For liver stage immunofluorescence analysis; livers were perfused with 1x PBS and fixed in 4% PFA PBS overnight before being exchanged for sucrose and snap frozen in OCT (Invitrogen). Sections of 8 mm were cut on the cryostat apparatus HMM550. Samples were permeabilised using ice cold 10% methanol 90% acetone and blocked using 3% BSA PBS. Sections were then incubated with primary antibodies; mouse anti-CSP (2A10; 1:1000), mouse anti-HSP70 (1:500), rabbit anti-PTEX150 (1:500), mouse anti-EXP2 (1:500), rabbit anti-ACP (1:500) diluted in 3% BSA PBS. Secondary antibodies were goat anti-rabbit Alexa 594 and anti-mouse Alexa 488 (1:1000; Invitrogen). All samples were then incubated with DAPI (4’,6’-diamidino-2-phenylindole) at 1 ug/ml in PBS to visualize DNA and mounted in Prolong Gold mounting media (Invitrogen). Images were acquired on the Zeiss LSM 980 microscope.

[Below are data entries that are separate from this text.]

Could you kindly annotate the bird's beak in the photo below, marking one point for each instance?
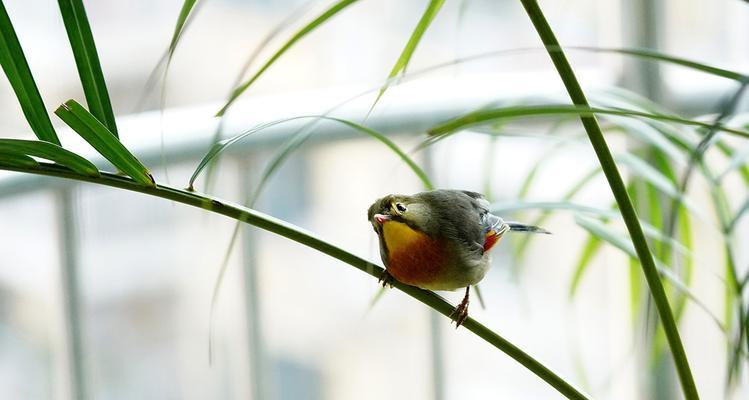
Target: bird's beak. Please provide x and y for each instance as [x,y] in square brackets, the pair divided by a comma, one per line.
[382,218]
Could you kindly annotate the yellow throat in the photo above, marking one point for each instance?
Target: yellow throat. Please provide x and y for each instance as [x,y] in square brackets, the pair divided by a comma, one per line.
[399,236]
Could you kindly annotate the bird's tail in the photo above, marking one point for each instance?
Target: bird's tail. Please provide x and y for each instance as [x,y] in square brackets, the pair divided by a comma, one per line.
[518,227]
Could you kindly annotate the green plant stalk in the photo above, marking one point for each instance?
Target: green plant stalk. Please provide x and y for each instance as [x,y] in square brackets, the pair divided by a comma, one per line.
[620,194]
[300,236]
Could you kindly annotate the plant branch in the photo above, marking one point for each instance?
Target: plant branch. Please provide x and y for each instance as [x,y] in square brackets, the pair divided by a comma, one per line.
[303,237]
[622,198]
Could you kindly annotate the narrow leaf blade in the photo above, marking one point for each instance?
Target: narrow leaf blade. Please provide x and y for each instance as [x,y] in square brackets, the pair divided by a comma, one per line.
[405,57]
[87,61]
[16,68]
[49,151]
[317,22]
[104,141]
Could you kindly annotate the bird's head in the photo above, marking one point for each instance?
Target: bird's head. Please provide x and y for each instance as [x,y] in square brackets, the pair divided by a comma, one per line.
[409,210]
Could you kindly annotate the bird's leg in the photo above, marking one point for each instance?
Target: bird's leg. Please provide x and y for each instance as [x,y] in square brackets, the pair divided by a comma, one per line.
[386,279]
[461,311]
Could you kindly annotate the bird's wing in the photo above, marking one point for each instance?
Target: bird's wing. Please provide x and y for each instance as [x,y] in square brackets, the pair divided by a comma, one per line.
[493,227]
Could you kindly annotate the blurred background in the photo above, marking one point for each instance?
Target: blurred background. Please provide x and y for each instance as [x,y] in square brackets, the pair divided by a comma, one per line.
[106,294]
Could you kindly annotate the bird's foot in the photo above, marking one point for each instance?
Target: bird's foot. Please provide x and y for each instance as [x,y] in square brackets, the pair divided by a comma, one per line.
[460,313]
[386,279]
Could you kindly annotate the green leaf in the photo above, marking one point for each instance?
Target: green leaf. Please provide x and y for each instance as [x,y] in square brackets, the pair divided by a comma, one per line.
[329,13]
[221,146]
[572,192]
[738,160]
[650,230]
[647,172]
[305,238]
[19,75]
[48,151]
[12,159]
[492,115]
[622,243]
[104,141]
[87,62]
[400,65]
[737,217]
[619,190]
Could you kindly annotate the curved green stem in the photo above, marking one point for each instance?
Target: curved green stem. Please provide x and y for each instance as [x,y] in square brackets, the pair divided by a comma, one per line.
[279,227]
[622,198]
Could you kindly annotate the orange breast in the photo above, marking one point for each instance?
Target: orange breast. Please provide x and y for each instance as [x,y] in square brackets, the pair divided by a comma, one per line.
[414,258]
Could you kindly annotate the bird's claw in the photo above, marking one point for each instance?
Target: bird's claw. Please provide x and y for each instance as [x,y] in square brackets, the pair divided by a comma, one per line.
[385,279]
[460,313]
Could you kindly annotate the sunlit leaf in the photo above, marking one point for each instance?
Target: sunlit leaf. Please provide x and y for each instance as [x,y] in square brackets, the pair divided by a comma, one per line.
[104,141]
[317,22]
[491,115]
[400,65]
[13,61]
[223,145]
[87,62]
[17,160]
[48,151]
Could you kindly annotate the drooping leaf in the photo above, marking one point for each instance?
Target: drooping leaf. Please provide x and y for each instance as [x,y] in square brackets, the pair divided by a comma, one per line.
[17,160]
[657,56]
[571,193]
[223,145]
[317,22]
[48,151]
[620,242]
[491,115]
[16,68]
[656,178]
[104,141]
[400,65]
[184,13]
[87,62]
[650,230]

Z stacks of both NF54 and azithromycin resistant liver stages were acquired using the same settings to allow quantitative analysis between different samples. The number of nuclear centres were counted by eye based on DAPI signal at the centre of each Z stack. For analysis of parasite size; a region of interest was drawn around each parasite based on DAPI signal and then the membrane area was calculated using FIJI software.

Traversal assay

Cell traversal was measured using a cell wounding assay ⁸⁷. HC-04 hepatocytes (1×10⁵) were seeded onto the bottom of a 96-well plate using IMDM (Life Technologies, 11360-070). Sporozoites were added at an MOI of 0.3 and left to traverse hepatocytes for 2.5 hours in the presence of 1 mg ml-1 FITC-labelled dextran (10,000 MW, Sigma Aldrich). Cells were trypsinized to obtain a single cell suspension for FACS analysis. For each condition, triplicate samples of 10,000 cells were counted by flow cytometry in each of the three independent experiments.

Invasion assay

Assay was performed as previously described ⁸⁷. Briefly, HC-04 hepatocytes (1×10⁵) were seeded onto the bottom of a 96-well plate using IMDM (Life Technologies, 11360-070). Sporozoites were added at an MOI of 0.3 and left to invade hepatocytes for either 5 or 18 hours before being trypsinized to obtain a single cell suspension and transferred to a 96 well round bottom plate. Cells were fixed and permeabilised (BD bioscience) and stained with Alexa fluor 647 conjugated mouse anti-CSP antibody in 3% BSA permeabilizing solution. Cells were then washed in PBS and analysed by Flow cytometry. For each condition, triplicate samples of 10,000 cells were counted in each of the three independent experiments.